Le document affirme qu'en nommant des assistants vocaux avec des noms traditionnellement féminins, tels qu'Alexa et Siri, et en rendant les voix féminines par défaut, les entreprises de technologie ont déjà obligé les utilisateurs à se reposer sur des perceptions désuètes et préjudiciables des femmes. En allant plus loin, le document affirme que les entreprises de technologie n’ont pas réussi à mettre en place les garanties adéquates contre les propos hostiles, abusifs et différenciés selon le sexe. Comme Siri, la plupart des assistants ont tendance à détourner l’agression ou à sonner avec une blague sournoise. Par exemple, demandez à Siri de vous préparer un sandwich et l’assistant vocal répondra par «Je ne peux pas. Je n’ai pas de condiments.

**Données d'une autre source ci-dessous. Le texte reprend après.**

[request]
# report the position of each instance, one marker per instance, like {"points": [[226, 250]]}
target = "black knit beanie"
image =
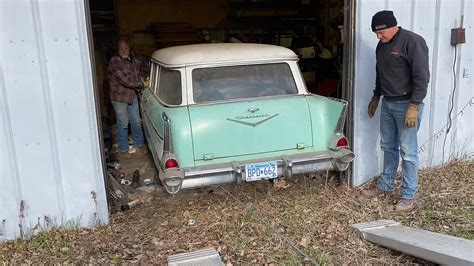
{"points": [[383, 19]]}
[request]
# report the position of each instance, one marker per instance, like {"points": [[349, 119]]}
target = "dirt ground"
{"points": [[254, 222]]}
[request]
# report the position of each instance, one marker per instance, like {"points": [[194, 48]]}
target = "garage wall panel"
{"points": [[433, 20], [51, 162], [136, 15]]}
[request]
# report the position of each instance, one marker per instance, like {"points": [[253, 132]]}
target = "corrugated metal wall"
{"points": [[50, 156], [433, 20]]}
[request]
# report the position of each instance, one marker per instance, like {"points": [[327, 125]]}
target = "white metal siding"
{"points": [[433, 20], [50, 155]]}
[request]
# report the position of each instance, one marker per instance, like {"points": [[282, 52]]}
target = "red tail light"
{"points": [[342, 143], [171, 163]]}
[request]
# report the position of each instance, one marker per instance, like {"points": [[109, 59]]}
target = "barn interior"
{"points": [[313, 29]]}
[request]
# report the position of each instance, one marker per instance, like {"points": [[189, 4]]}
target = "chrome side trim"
{"points": [[168, 141]]}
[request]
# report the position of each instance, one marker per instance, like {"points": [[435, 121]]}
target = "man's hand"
{"points": [[373, 106], [146, 83], [411, 116]]}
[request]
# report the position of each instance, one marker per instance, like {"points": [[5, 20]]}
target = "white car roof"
{"points": [[209, 53]]}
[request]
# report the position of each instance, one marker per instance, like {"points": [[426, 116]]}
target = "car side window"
{"points": [[241, 82], [169, 86]]}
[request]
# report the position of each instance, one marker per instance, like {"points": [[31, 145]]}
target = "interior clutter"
{"points": [[311, 28]]}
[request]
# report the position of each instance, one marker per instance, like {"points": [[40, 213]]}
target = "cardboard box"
{"points": [[307, 52]]}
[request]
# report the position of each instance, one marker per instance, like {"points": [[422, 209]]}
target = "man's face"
{"points": [[123, 49], [387, 34]]}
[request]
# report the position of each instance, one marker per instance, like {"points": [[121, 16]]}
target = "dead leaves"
{"points": [[315, 217]]}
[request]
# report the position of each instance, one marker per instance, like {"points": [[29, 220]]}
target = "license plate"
{"points": [[259, 171]]}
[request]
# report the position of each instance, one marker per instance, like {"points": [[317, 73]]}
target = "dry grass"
{"points": [[314, 216]]}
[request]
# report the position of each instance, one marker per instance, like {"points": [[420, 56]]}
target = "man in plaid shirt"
{"points": [[127, 71]]}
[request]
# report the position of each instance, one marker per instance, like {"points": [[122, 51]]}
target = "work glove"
{"points": [[373, 106], [146, 83], [411, 116]]}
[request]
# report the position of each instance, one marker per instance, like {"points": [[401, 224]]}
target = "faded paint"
{"points": [[433, 20], [50, 151]]}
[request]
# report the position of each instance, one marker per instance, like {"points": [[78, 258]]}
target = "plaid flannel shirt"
{"points": [[126, 76]]}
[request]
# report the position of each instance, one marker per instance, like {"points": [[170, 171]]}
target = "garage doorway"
{"points": [[319, 31]]}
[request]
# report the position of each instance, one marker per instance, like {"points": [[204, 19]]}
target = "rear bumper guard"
{"points": [[216, 174]]}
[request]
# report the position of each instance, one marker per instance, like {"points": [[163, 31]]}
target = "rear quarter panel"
{"points": [[180, 127], [325, 113]]}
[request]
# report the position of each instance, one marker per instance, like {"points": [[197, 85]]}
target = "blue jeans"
{"points": [[398, 140], [124, 112]]}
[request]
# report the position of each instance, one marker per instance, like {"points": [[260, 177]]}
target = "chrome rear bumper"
{"points": [[208, 175]]}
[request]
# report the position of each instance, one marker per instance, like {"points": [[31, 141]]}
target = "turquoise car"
{"points": [[233, 113]]}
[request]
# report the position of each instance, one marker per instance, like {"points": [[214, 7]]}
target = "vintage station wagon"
{"points": [[223, 113]]}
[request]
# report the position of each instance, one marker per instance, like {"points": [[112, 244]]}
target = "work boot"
{"points": [[405, 205], [375, 192]]}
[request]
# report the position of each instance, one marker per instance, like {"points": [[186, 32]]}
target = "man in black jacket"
{"points": [[402, 76]]}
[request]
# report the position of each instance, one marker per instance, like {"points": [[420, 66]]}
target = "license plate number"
{"points": [[259, 171]]}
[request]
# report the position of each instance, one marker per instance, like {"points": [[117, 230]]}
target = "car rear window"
{"points": [[240, 82], [169, 86]]}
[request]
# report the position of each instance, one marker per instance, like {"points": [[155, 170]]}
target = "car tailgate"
{"points": [[250, 127]]}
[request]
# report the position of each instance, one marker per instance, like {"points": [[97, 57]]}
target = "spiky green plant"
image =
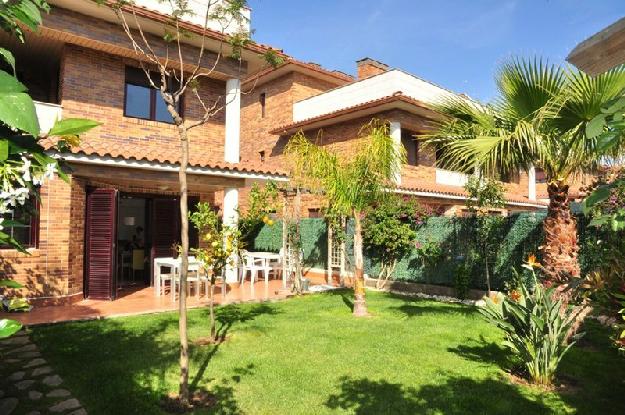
{"points": [[536, 328]]}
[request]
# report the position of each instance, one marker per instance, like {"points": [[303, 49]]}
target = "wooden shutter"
{"points": [[100, 241]]}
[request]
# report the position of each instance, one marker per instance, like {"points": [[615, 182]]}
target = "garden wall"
{"points": [[521, 234]]}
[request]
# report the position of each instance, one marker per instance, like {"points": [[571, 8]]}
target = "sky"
{"points": [[453, 43]]}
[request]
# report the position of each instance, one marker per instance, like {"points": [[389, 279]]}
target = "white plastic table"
{"points": [[174, 264]]}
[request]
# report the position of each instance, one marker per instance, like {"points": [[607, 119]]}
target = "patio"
{"points": [[135, 301]]}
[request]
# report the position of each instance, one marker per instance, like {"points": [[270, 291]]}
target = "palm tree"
{"points": [[351, 182], [539, 118]]}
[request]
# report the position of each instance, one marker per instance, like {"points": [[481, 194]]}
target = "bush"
{"points": [[536, 328]]}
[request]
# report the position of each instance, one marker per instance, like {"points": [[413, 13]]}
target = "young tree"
{"points": [[351, 183], [219, 244], [484, 195], [538, 119], [24, 163], [178, 75]]}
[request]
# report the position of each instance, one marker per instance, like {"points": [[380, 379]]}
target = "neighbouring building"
{"points": [[123, 186], [334, 106]]}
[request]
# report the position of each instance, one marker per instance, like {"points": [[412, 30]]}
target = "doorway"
{"points": [[124, 233]]}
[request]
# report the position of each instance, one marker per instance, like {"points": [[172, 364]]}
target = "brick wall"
{"points": [[92, 86]]}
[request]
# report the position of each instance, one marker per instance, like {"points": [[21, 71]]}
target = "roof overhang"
{"points": [[602, 51], [312, 70], [167, 167], [396, 101]]}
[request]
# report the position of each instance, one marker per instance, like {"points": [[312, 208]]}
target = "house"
{"points": [[123, 187], [602, 51], [334, 106]]}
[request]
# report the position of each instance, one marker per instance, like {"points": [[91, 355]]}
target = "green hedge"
{"points": [[521, 234]]}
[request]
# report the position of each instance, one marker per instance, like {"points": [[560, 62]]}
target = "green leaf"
{"points": [[9, 83], [17, 110], [9, 327], [4, 149], [72, 126], [595, 126], [10, 284], [8, 58]]}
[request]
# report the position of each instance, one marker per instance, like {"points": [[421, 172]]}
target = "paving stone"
{"points": [[43, 370], [35, 362], [7, 405], [58, 393], [34, 395], [54, 380], [26, 348], [30, 355], [17, 376], [65, 405], [15, 341], [24, 384]]}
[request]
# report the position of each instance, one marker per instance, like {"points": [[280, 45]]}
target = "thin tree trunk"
{"points": [[184, 240], [360, 304], [487, 275], [560, 247], [211, 308]]}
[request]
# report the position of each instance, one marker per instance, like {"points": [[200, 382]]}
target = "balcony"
{"points": [[198, 16], [47, 114], [451, 178]]}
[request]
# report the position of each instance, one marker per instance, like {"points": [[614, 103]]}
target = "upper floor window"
{"points": [[27, 232], [144, 101], [262, 99], [412, 148]]}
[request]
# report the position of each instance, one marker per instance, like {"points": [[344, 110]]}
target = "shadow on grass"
{"points": [[483, 351], [127, 365], [458, 395]]}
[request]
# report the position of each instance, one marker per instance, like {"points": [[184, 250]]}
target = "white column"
{"points": [[233, 120], [231, 218], [531, 183], [396, 136]]}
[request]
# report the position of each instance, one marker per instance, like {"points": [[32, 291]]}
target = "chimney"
{"points": [[368, 67]]}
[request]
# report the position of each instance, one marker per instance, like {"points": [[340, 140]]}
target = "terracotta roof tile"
{"points": [[396, 97], [203, 158], [458, 191]]}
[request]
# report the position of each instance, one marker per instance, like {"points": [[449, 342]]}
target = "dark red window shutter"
{"points": [[100, 240]]}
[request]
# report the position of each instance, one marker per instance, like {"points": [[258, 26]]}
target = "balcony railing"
{"points": [[451, 178], [47, 114]]}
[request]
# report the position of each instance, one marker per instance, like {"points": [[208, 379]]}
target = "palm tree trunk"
{"points": [[360, 304], [560, 247]]}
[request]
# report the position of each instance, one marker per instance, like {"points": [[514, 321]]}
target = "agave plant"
{"points": [[536, 328]]}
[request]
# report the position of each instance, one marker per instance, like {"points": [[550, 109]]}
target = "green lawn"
{"points": [[310, 356]]}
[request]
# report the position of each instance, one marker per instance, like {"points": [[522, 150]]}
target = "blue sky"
{"points": [[456, 44]]}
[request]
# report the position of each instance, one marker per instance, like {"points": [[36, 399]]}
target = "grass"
{"points": [[309, 355]]}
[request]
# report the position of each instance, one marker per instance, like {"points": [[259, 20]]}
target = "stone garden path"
{"points": [[28, 385]]}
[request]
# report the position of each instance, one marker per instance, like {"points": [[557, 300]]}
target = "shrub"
{"points": [[536, 328]]}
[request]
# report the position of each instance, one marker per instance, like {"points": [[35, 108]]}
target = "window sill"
{"points": [[150, 123], [14, 253]]}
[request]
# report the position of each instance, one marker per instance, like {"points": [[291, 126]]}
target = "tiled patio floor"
{"points": [[135, 301]]}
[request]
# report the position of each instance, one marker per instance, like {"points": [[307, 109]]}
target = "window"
{"points": [[27, 233], [143, 101], [262, 98], [412, 148]]}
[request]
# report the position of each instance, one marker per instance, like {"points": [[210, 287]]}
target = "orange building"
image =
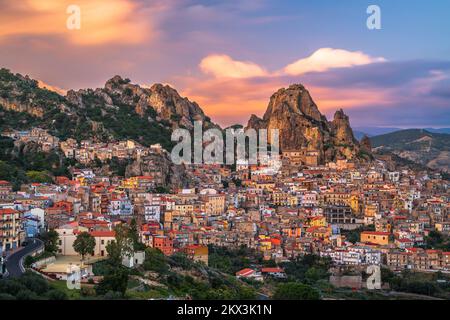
{"points": [[380, 238]]}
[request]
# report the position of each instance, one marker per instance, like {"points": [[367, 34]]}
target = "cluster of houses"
{"points": [[293, 211]]}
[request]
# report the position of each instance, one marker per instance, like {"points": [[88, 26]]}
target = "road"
{"points": [[14, 263]]}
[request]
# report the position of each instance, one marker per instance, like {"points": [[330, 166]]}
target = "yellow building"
{"points": [[380, 238], [354, 204], [318, 221]]}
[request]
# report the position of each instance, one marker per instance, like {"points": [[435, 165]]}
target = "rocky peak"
{"points": [[303, 128], [295, 99], [366, 144], [341, 129]]}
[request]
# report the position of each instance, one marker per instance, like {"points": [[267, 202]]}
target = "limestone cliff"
{"points": [[303, 127]]}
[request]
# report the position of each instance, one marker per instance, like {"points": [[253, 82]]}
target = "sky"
{"points": [[230, 56]]}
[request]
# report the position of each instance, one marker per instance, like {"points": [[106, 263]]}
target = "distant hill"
{"points": [[417, 145], [376, 131], [120, 110]]}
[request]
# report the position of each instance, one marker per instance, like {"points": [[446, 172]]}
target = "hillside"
{"points": [[119, 110], [303, 127], [417, 145]]}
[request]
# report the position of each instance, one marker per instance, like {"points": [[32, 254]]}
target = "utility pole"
{"points": [[3, 264]]}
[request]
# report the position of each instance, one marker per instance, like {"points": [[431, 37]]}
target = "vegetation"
{"points": [[29, 286], [308, 269], [230, 260], [418, 283], [84, 244], [437, 240], [296, 291]]}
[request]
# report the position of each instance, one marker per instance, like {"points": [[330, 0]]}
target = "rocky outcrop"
{"points": [[163, 99], [365, 144], [302, 127]]}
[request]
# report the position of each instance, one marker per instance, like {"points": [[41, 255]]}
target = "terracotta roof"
{"points": [[271, 270], [245, 272]]}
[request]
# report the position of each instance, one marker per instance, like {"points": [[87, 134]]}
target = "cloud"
{"points": [[362, 88], [223, 66], [102, 21], [56, 89], [328, 58]]}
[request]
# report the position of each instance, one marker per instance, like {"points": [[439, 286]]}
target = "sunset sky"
{"points": [[230, 55]]}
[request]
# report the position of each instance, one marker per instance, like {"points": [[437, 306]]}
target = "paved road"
{"points": [[14, 263]]}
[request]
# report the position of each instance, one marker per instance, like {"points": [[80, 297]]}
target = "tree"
{"points": [[116, 280], [296, 291], [50, 239], [133, 234], [84, 244], [155, 260]]}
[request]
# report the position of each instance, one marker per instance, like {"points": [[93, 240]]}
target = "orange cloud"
{"points": [[241, 88], [102, 21], [223, 66], [56, 89], [329, 58]]}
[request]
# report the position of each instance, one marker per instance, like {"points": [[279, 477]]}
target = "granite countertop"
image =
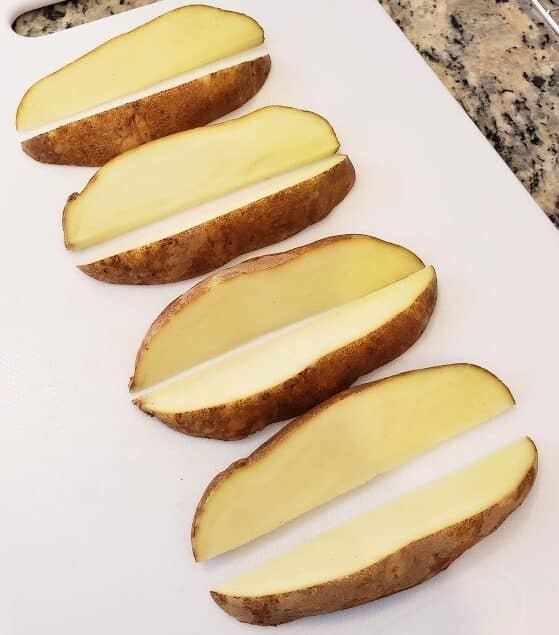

« Des sociétés comme Apple et Amazon, composées d’équipes d’ingénieurs extrêmement masculins, ont construit des systèmes d’intelligence artificielle qui poussent leurs assistantes numériques féminisées à saluer les abus verbaux avec un flirt à la carte,» indique le rapport. « Parce que le discours de la plupart des assistants vocaux est féminin, cela signifie que les femmes sont ... des assistantes dociles et désireuses de plaire, disponibles en appuyant simplement sur un bouton ou avec une commande vocale directe comme “bonjour” ou “OK”. L’assistant n’a aucun pouvoir d’agence au-delà de ce que le commandant lui demande. Il honore les commandes et répond aux requêtes indépendamment de leur ton ou de leur hostilité ».
Beaucoup d’encre a coulé sur les pièges des entreprises technologiques qui ont construit leurs plateformes d’intelligence artificielle destinées au consommateur à l’image des idées traditionnelles d’intelligence asservie inspirées par Hollywood. À l’avenir, il n’est pas exclu que les assistants vocaux constituent l’un des modes d’interaction avec le matériel les plus utilisés notamment à cause de l’IdO.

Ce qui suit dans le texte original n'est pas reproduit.